Aus den Studien des Instituts für Sozial- und Gewerkschaftsforschung der KNSB über den Lebensunterhalt im dritten Quartal dieses Jahres geht hevor, dass zwei Drittel der Haushalte in unserem Land mit einem Gesamteinkommen pro Person leben, das unter dem notwendigen Lebensunterhalt liegt. Die Gruppe der Armen hält sich in etwa auf dem gleichen Stand wie im vorangehenden Quartal. Im Vergleich zum Dezember 2019 jedoch hat die Zahl der Armen in Bulgarien um ca. 200.000 Menschen zugenommen. Gewerkschaftsexperten zufolge ist dies einerseits auf die Anhebung der Armutsgrenze und die Ausweitung der Haushalte zurückzuführen, andererseits aber auch auf die Tatsache, dass die Corona-Pandemie die ärmsten Menschen am härtesten getroffen hat. Das Coronavirus verschärft die Ungleichheiten, da während der Pandemie schlecht bezahlte und gering qualifizierte Arbeitskräfte als erste ihren Arbeitsplatz verloren haben.

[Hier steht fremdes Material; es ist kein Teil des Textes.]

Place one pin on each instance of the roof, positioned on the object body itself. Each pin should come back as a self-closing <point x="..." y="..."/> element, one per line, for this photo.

„Bulgarien hat ohnehin seit Jahren Probleme in Sachen Ungleichheiten. Derzeit werden die Dinge wegen der Pandemie aber noch schlimmer. Und dies wird im Frühjahr zu sehen sein, wenn die Daten von Eurostat veröffentlicht werden. Für mich ist das sehr besorgniserregend. Wir sollten uns wirklich Gedanken darüber machen, jenen Menschen zu helfen, die einen Großteil ihres Einkommens für Behandlungskosten aufwenden müssen“, betonte der Wirtschaftsexperte der Konföderation der unabhängigen Gewerkschaften Bulgariens (KNSB) Ljuboslaw Kostow.